2. That said, what we witnessed on C-SPAN last night in Urbandale was not necessarily representative of what happened in the other 1773 precincts. The decision by the chair there to allocate the delegates proportionally was his. They put it to a vote and moved on without comment. But that was misleading. There is nothing in the rule of the Iowa Republican Party that requires that. That fact alone leads me to believe that the Paul folks may have been able to hang around in some precincts and dominate the allocation process.

One final note: None of the 28 delegates from Iowa go to the convention in Tampa bound to anyone candidate.

Seth Masket said...

The decision by the chair there to allocate the delegates proportionally was his. They put it to a vote and moved on without comment. But that was misleading. There is nothing in the rule of the Iowa Republican Party that requires that.

Thanks, Josh. This is an important point. I wonder how typical Urbandale was.

Josh Putnam said...

That is a great unknown.

I would guess that Urbandale was typical for Romney precincts. But Paul precincts may have been different. Relatedly,, it would be nice to have one other piece of information: preference of precinct chairs. Again, this is a guess, but I suspect the underlying method of county convention allocation would correlate pretty highly with that.
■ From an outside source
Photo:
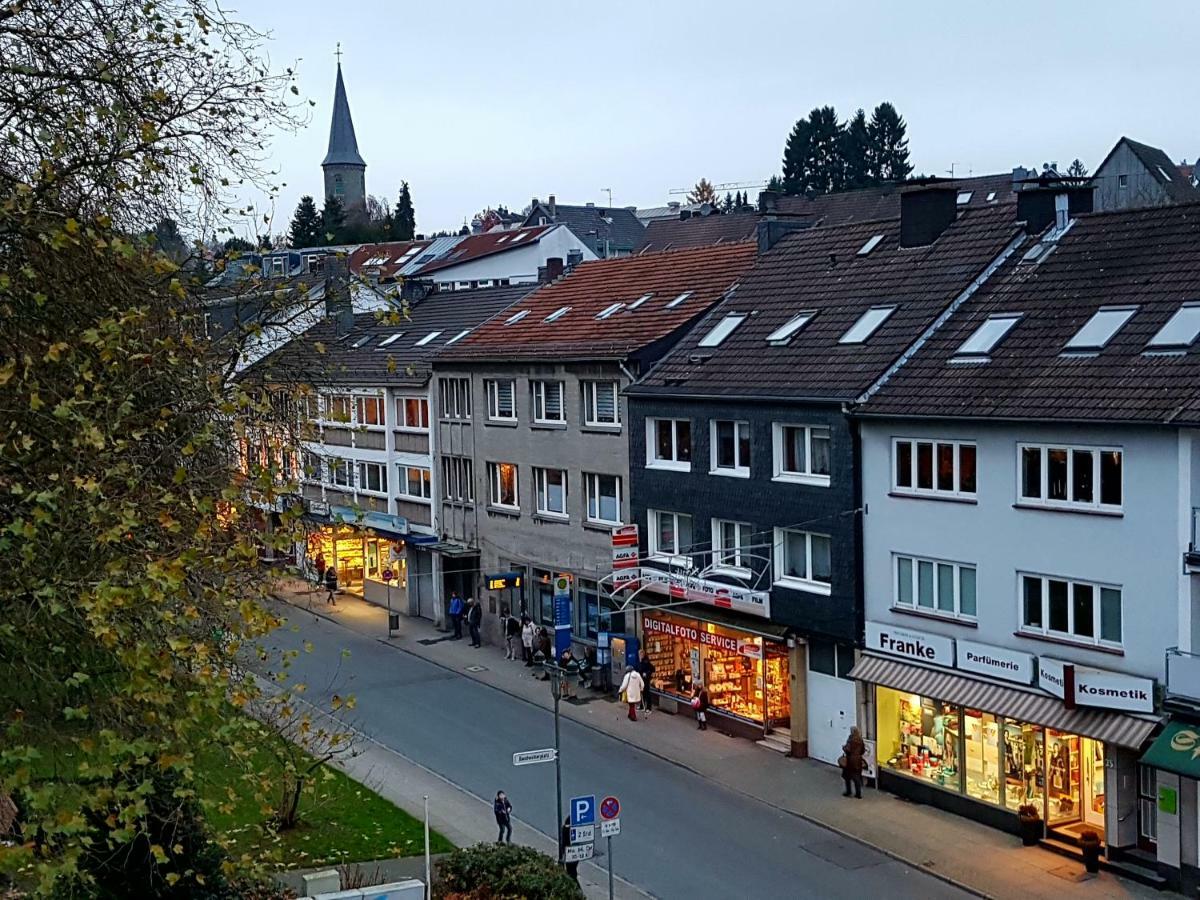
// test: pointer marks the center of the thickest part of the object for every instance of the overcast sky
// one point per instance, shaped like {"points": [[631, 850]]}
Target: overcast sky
{"points": [[484, 103]]}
cwxj415@hotmail.com said...

You are correct about the non-binding nature of the County Convention delegates.

In 1984, at the County Caucus I was elected to the District Caucus as a McGovern delegate. But McGovern dropped out prior to the District caucus, and so I became "uncommitted". Eventually, I supported Mondale - although I still cannot remember why!

Seth Masket said...

Wow, a McGovern delegate in '84? How many of there were you?

Andrew Oh-Willeke said...

Another important distinction pertinent to a caucus like Iowa's is that it involves the maximum stakes, in a highly stable, high political capital state, and even then is only interesting in states with open seats. Yet, with all of that at stake, it still produced just 120,000 votes cast - a single digit percentage of eligible participants. The stakes are lower, the information shortage is less acute, and the conditions are less favorable to a caucus system in most other states, at least at the Presidential level.

The best reason for a caucus is that it allows voters to get information which is scarce about low profile candidates and low profile races. Presidential races are never low profile, and there are no low profile candidates left after the first two or three rounds of the Presidential nomination process. So, beyond that, the Presidential nomination race is a horrible place to use a caucus system because it disenfranchises 90% of people who might have participated by other means, and provides little in the way of countervening benefits.

Also, there are far more ways to complain about a causus process and far more room for error in one, than in a highly stylized and scriped primary voting process. Machines are better at counting than people of any demographic description.

Andrew Oh-Willeke said...

Given recent events that show that the vote count was screwed up the first time in Iowa, I really think that you ought to retract your title or at least make a counterpart posting entitled "White Men Can't Count."